Re: [tip:locking/core] tools/memory-model: Add extra ordering for locks and remove it for ordinary release/acquire

From: Peter Zijlstra
Date: Wed Sep 08 2021 - 07:44:37 EST


On Wed, Sep 08, 2021 at 01:00:26PM +0200, Peter Zijlstra wrote:
> On Tue, Oct 02, 2018 at 03:11:10AM -0700, tip-bot for Alan Stern wrote:
> > Commit-ID: 6e89e831a90172bc3d34ecbba52af5b9c4a447d1
> > Gitweb: https://git.kernel.org/tip/6e89e831a90172bc3d34ecbba52af5b9c4a447d1
> > Author: Alan Stern <stern@xxxxxxxxxxxxxxxxxxx>
> > AuthorDate: Wed, 26 Sep 2018 11:29:17 -0700
> > Committer: Ingo Molnar <mingo@xxxxxxxxxx>
> > CommitDate: Tue, 2 Oct 2018 10:28:01 +0200
> >
> > tools/memory-model: Add extra ordering for locks and remove it for ordinary release/acquire
> >
> > More than one kernel developer has expressed the opinion that the LKMM
> > should enforce ordering of writes by locking.

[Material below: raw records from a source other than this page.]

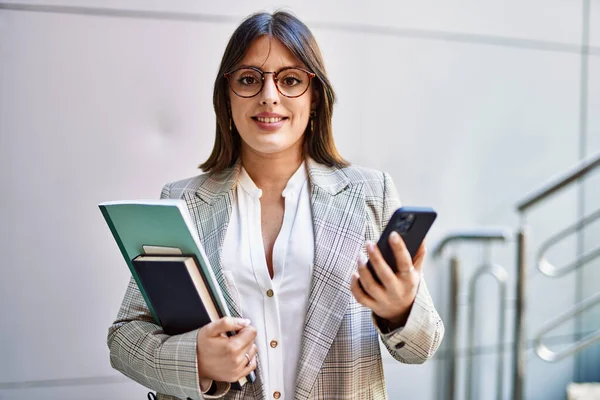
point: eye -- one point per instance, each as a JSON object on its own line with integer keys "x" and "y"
{"x": 291, "y": 80}
{"x": 248, "y": 80}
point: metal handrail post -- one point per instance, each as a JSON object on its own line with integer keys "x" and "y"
{"x": 519, "y": 335}
{"x": 453, "y": 339}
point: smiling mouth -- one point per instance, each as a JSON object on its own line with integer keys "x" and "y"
{"x": 269, "y": 120}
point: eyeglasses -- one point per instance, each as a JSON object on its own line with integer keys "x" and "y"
{"x": 247, "y": 82}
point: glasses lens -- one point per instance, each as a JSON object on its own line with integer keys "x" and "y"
{"x": 245, "y": 82}
{"x": 292, "y": 82}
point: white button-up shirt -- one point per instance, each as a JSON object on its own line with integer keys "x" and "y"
{"x": 276, "y": 307}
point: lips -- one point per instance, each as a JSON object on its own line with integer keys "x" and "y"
{"x": 271, "y": 120}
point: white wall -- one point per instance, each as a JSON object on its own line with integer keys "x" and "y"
{"x": 469, "y": 105}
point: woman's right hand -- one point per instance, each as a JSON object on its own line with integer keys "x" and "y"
{"x": 223, "y": 358}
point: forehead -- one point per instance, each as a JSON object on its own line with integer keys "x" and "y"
{"x": 269, "y": 54}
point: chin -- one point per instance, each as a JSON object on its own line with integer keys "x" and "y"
{"x": 270, "y": 147}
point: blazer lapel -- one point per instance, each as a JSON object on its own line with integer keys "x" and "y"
{"x": 338, "y": 207}
{"x": 210, "y": 206}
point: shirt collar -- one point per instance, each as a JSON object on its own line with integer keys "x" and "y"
{"x": 293, "y": 186}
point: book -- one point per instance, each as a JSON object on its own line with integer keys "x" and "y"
{"x": 169, "y": 282}
{"x": 164, "y": 228}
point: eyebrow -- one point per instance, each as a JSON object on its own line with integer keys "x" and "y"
{"x": 259, "y": 68}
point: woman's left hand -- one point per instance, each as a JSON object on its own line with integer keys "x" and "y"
{"x": 393, "y": 298}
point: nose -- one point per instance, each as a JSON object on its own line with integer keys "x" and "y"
{"x": 269, "y": 93}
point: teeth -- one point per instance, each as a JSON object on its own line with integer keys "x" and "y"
{"x": 268, "y": 120}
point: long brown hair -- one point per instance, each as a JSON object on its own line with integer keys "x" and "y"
{"x": 296, "y": 36}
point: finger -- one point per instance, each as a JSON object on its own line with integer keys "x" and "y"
{"x": 419, "y": 257}
{"x": 226, "y": 324}
{"x": 248, "y": 368}
{"x": 367, "y": 281}
{"x": 359, "y": 294}
{"x": 403, "y": 258}
{"x": 383, "y": 271}
{"x": 245, "y": 337}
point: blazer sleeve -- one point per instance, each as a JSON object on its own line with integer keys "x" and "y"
{"x": 419, "y": 339}
{"x": 142, "y": 351}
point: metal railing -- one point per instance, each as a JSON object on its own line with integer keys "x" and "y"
{"x": 487, "y": 237}
{"x": 563, "y": 181}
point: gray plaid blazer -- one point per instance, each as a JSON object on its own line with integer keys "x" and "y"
{"x": 340, "y": 355}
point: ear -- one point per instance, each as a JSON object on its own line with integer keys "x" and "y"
{"x": 316, "y": 99}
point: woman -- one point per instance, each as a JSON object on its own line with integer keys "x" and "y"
{"x": 286, "y": 223}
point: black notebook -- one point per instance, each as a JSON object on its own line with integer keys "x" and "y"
{"x": 177, "y": 292}
{"x": 179, "y": 295}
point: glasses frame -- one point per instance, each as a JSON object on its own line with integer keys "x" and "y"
{"x": 227, "y": 75}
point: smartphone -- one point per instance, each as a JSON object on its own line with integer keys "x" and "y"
{"x": 412, "y": 224}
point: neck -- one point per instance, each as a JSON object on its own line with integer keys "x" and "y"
{"x": 271, "y": 172}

In other words, given
> > the following code:
> >
> > WRITE_ONCE(x, 1);
> > spin_unlock(&s):
> > spin_lock(&s);
> > WRITE_ONCE(y, 1);
> >
> > the stores to x and y should be propagated in order to all other CPUs,
> > even though those other CPUs might not access the lock s. In terms of
> > the memory model, this means expanding the cumul-fence relation.
>
> Let me revive this old thread... recently we ran into the case:
>
> WRITE_ONCE(x, 1);
> spin_unlock(&s):
> spin_lock(&r);
> WRITE_ONCE(y, 1);
>
> which is distinct from the original in that UNLOCK and LOCK are not on
> the same variable.
>
> I'm arguing this should still be RCtso by reason of:
>
> spin_lock() requires an atomic-acquire which:
>
> TSO-arch) implies smp_mb()
> ARM64) is RCsc for any stlr/ldar
> Power) LWSYNC
> Risc-V) fence r , rw
> *) explicitly has smp_mb()
>
>
> However, Boqun points out that the memory model disagrees, per:
>
> https://lkml.kernel.org/r/YTI2UjKy+C7LeIf+@boqun-archlinux
>
> Is this an error/oversight of the memory model, or did I miss a subtlety
> somewhere?

Hmm.. that argument isn't strong enough for Risc-V if I read that FENCE
thing right. That's just R->RW ordering, which doesn't constrain the
first WRITE_ONCE().

However, that spin_unlock has "fence rw, w" with a subsequent write. So
the whole thing then becomes something like:


WRITE_ONCE(x, 1);
FENCE RW, W
WRITE_ONCE(s.lock, 0);
AMOSWAP %0, 1, r.lock
FENCE R, WR
WRITE_ONCE(y, 1);


Which I think is still sufficient, irrespective of the whole s!=r thing.